Deferred Work – Often, a part of the job in Linux Kernel development is postponed for later. There are several deferred work mechanisms in the kernel for different situations, such as task queues, softirqs, tasklets, workqueues, etc.
Memory Management – Kernel developers should be familiar with two layers of memory management: the native layer (kmalloc/kfree functions) and the slab layer built atop it, designed to store structures of varying sizes in different caches to prevent memory fragmentation.
Virtual File System – Irrespective of the type of underlying filesystem (ext3, ext4, zfs, lustrefs, xfs, etc.), the kernel maintains a universal interface over it. A general understanding of VFS is beneficial as filesystem interaction is a common communication method between the kernel and userspace.
Scheduler – The scheduler manages all processes in the operating system, both kernel and userspace. Developers should understand its basics.
System Call Interface – The primary communication method between the kernel and userspace is the system call interface. While the libc library in userspace encapsulates it and provides more user-friendly functions, there are times when a system needs to be called directly. This skill is useful for both userspace and kernel programmers.

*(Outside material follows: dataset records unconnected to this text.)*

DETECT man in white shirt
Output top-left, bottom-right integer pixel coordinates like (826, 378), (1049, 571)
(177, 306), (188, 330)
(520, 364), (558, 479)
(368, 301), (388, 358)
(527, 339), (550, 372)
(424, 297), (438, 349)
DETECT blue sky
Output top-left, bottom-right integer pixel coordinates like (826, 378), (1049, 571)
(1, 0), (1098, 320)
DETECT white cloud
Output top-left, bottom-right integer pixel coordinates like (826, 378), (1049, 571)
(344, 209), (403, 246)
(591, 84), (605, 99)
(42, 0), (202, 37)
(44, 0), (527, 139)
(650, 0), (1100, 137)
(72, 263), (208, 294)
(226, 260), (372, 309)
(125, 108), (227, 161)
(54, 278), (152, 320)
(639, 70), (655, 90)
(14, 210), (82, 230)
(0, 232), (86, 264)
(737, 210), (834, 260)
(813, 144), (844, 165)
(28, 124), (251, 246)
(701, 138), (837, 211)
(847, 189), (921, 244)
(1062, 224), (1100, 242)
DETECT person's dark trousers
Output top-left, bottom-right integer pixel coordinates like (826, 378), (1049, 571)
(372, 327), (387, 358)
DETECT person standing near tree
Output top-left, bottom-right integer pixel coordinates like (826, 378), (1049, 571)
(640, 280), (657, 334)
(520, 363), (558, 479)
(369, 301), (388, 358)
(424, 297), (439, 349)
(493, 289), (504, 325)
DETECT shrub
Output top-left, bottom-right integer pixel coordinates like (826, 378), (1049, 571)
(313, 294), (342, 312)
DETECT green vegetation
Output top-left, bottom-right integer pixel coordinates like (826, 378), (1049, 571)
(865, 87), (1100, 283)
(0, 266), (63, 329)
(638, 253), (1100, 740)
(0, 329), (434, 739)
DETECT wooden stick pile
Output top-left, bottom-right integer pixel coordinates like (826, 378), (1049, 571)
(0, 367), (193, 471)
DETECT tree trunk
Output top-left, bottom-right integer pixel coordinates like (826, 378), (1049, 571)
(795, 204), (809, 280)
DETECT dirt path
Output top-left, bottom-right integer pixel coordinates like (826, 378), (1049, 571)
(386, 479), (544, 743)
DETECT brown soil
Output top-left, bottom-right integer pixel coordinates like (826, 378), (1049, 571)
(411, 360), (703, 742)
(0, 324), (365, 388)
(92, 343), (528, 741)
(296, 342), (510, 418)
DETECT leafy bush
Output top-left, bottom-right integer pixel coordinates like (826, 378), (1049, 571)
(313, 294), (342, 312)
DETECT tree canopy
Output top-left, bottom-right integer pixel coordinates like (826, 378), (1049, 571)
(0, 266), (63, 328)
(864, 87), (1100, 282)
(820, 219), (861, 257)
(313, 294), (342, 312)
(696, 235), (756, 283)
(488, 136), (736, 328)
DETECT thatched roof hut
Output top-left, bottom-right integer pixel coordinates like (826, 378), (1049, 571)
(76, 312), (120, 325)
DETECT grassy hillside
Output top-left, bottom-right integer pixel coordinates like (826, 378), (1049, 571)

/sys /proc Directories – These directories are the second most popular way of interaction between the kernel and userspace. It’s worth learning about these structures.
Loadable Kernel Modules – Many Linux Kernel Developers develop drivers for new hardware devices, which are created in the form of Loadable Kernel Modules. These special format binaries can be loaded/unloaded without rebooting the system. Developers should know the structure of the kernel modules in general, additional rules for character, block, and network devices, and the ways of communication with userspace.
Udev – Driver developers should be aware of the Udev subsystem that provides infrastructure to run user scripts when a device is hotplugged.
Fault Injection Framework – This allows testing unusual code paths by injecting error results into typically always-correct functions like malloc in memory allocation.
Kernel Sanitizers – Tools like KASAN, KMSAN, etc., dynamically catch bad situations like memory corruption. It’s worth loading new kernel modules, running workloads, and trying to catch subtle, dynamic bugs.
Locking Correctness Validator – Parts of the kernel/module code implementing complex locking schemes often lead to deadlocks and livelocks. The lockdep runtime validator catches such situations, saving hours of debugging efforts.
Kdump/Kexec – These are particularly useful when it is almost impossible to debug code, especially if it relates to early system boot time code. Kdump/Kexec loads the second crash kernel, which intercepts the crashed kernel and creates its dump for further analysis.